The game is, at heart, a card battle game that is very similar to the numerous other examples of the genre that are already all over the App Store. As usual, the game is split into two main components — a single-player “Quest” section that consists entirely of repeatedly tapping a button until energy runs out, and an asynchronous battle section in which players can compete against one another in order to try and assemble various multi-part treasures. As usual, the player vs player component is completely automatic and is nothing more than a numbers game — whoever has cards with higher values on them will inevitably win. There is no skill or strategy involved whatsoever.
The player gains experience points as they progress through the single-player quest mode, and this increases various statistics including their maximum energy and number of player vs player battles they can compete in before having to wait or pay to recharge. The player’s cards, which are mostly collected through playing the single-player quests but which may also be purchased with hard currency, may also be “enhanced” to power them up and make them more effective in combat against other players. As per usual for the genre, this requires that cards be “sacrificed” in order to provide experience points for the specific card being enhanced. When cards have reached their maximum level, they may be “ascended” into a more effective form by using an Ascension Token item, which is only available through specific parts of the single-player component.
The game monetizes through sales of its hard currency gold. This may be exchanged for powerful cards, energy-restoring items or converted to soft currency silver, which is required for enhancing cards and purchasing certain items. In player vs player battles, the winner also gets to steal some of the loser’s silver, but there are two “safelock” items purchasable with soft currency that prevent a certain amount from being stolen — though the game takes a “cut” of the silver for this privilege. Hard currency may also be used to purchase special items that allow the player to speak in the global chat function — they are otherwise limited to sending just five messages.
The game features its own proprietary network, and players can choose their own custom username when they first start playing. It’s also possible to connect the game to Facebook, but this is so a player’s account can be synchronized between different devices rather than for any particular features unique to the social network. Players who do not have a Facebook account and wish to transfer their game progress between devices can use their email address instead; both options provide the player with an in-game bonus for handing over their information.

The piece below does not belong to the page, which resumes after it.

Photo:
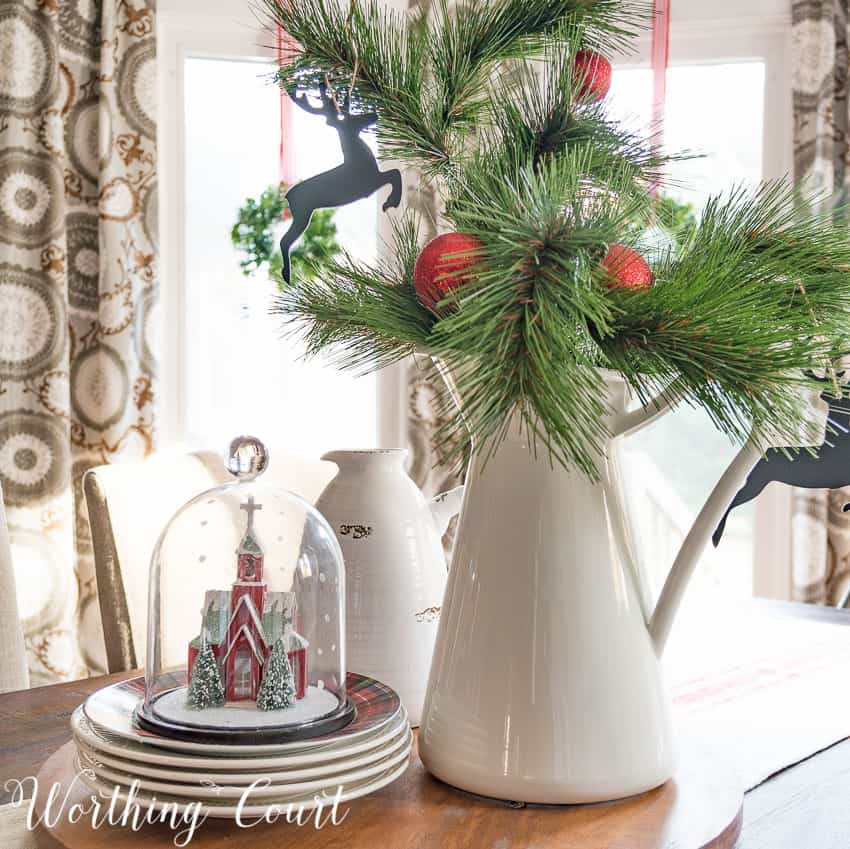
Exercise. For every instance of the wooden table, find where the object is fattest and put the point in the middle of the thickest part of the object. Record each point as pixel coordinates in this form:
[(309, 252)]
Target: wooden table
[(806, 806)]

Pantheon the Legends suffers from all the usual flaws of the card-battle genre, though is presented better than most, with some decent (but repetitive) background music and some well-drawn, heavily-stylized graphics in a super-deformed style somewhat reminiscent of the Japanese “chibi” aesthetic. However, presentation doesn’t hide the fact that the game is heavy on the data access, extremely slow to navigate and rather unpolished — you can see individual interface elements loading one at a time on screen when switching menus, even when the two menus have a lot of elements in common. The text has also been rather badly translated to English, and stylistically it doesn’t seem to know whether it wants to tell a serious story about Greek gods or continually break the “fourth wall” by addressing the player and making self-referential jokes about how all they’re doing is repeatedly tapping the Quest button.
On the whole, Pantheon the Legends adds very little to the rather stagnant card battle genre, and very little to mobile gaming as a whole. It’s yet another predictable example of a copycat game attempting to capture the same success as the similarly-awful Rage of Bahamut, and thus it’s one to skip past.
Boring, slow and mindless; business as usual for the stagnant card-battle genre.